Assume we have thousands of clients around the world and have tens of millions of e-mails every day. If we want to identify whether an e-mail is spam or ham, we can see previous mails and give an approximate prediction. According to traditional statistical analysis, it will take a lot of substantial time and money!! Furthermore, spam mail behavior changes over time and mail types change due to the different locations in the world. If we just follow the traditional rule, it will fail some day. But from another perspective, if we know this e-mail is sent by the spammer to broadcast advertisements or sent by a general manager to issue an order, we can easily handle it. You can write code instructions to quickly filter it out or leave it, but it is not an easy job to get this information.

We still have hope! Spam mails are not totally random. If we can collect and collate enough information, and give reasonable assumption with analysis, we can expect to find a good prediction that is closely approximated to the real answer. Exact correct prediction is not possible (unless you are God), but we can rely on computers to auto-collect data from existing e-mail sources and output useful information. This procedure is the value of machine learning.

Machine learning applications are currently used for optimizing network traffic identification, bank lending credit ranking, stock prediction, medical clinical data, biological nervous system and even space plan. A well-known case is a computer that plays chess against a human brain!! With all of these examples, we can say that machine learning is already in our lives. The question is, how do we let the computer learn? We start from the way people think.

How do people identify e-mails as spam or ham? Can you say why? Because it is not the same as normal mail, it is spam. Spam mails contain weird contents, unfamiliar senders, etc. None of these are standard criteria. Another example is face recognition. Can you explain why you know your father's or your mother's face? It is because you have seen them from birth. They are not strangers and you see them everyday so they are not unfamiliar, but this is still not a standard rule. From above examples, we actually build some characteristics: people's outline and the first impression of e-mail; symmetrical face and the words in e-mails; people have eyes, nose, mouth and an e-mail has recipient, sender, attachments. This is what we already do in our lives, but there are lots of rules that we use and so it is not easy to just write an algorithm to solve it. Here comes machine learning, it can collect data and analyse the attributes, find out what attributes are useful and can be coupled with our purpose (eg. mail prediction).

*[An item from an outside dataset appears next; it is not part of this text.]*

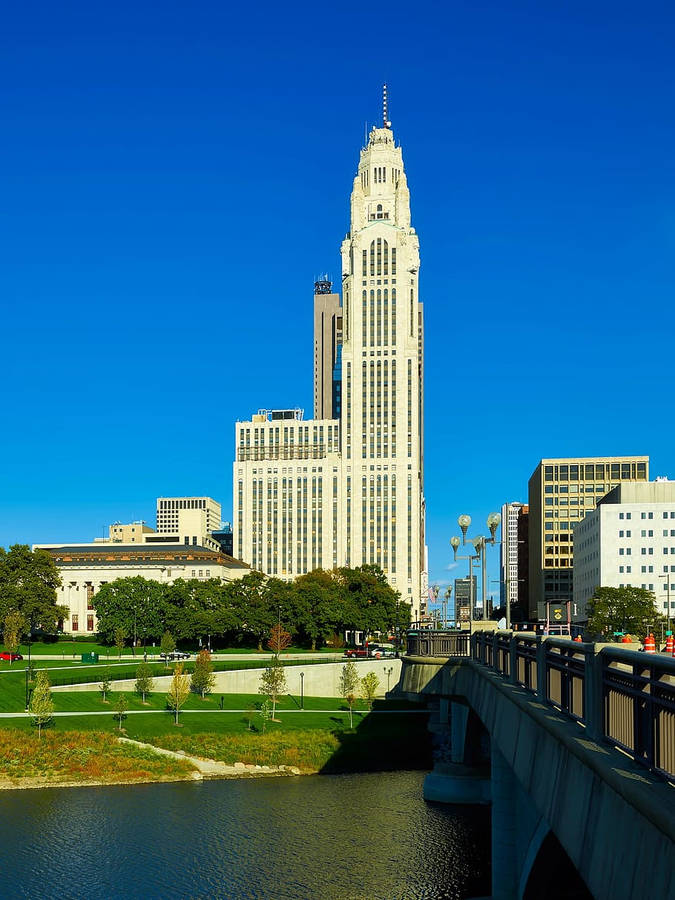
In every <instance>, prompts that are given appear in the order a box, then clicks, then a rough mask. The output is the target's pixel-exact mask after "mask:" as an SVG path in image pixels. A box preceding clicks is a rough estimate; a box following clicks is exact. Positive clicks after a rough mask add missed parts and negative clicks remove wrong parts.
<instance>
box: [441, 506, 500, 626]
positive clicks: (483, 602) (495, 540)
mask: <svg viewBox="0 0 675 900" xmlns="http://www.w3.org/2000/svg"><path fill="white" fill-rule="evenodd" d="M501 520H502V517H501V516H500V515H499V513H490V515H489V516H488V517H487V526H488V528H489V530H490V537H489V538H487V537H484V536H483V535H482V534H481V535H479V536H478V537H476V538H473V539H472V540H469V541H467V539H466V533H467V531H468V530H469V526H470V525H471V516H467V515H461V516H460V517H459V518H458V519H457V524H458V525H459V527H460V529H461V531H462V544H467V543H471V544H473V546H474V548H475V550H476V553H475V554H471V555H469V556H468V557H466V556H460V557H458V556H457V550H458V548H459V538H457V537H453V538H451V539H450V545H451V547H452V549H453V551H454V554H455V559H468V560H469V598H470V599H471V597H472V594H473V576H472V572H471V568H472V565H473V563H472V560H474V559H478V560H479V561H480V565H481V597H482V600H483V620H484V621H487V619H488V608H487V607H488V604H487V575H486V567H487V559H486V552H485V551H486V549H487V545H488V544H495V543H496V540H495V535H496V533H497V528H498V527H499V524H500V522H501ZM472 611H473V610H472Z"/></svg>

Modern machine learning consists of lots of statistics and calculus, because we have to find a correlation with optimization to achieve the goal. Machine learning can be divided into two parts. The first part is learning through a large amount of information and data, with optimizing to produce a represented model to use. The second part is prediction. We use the previous represented model to receive future input that will estimate the result and give an useful prediction. In reality, continuous learning is another important issue. Things will change, but we use adaptive learning.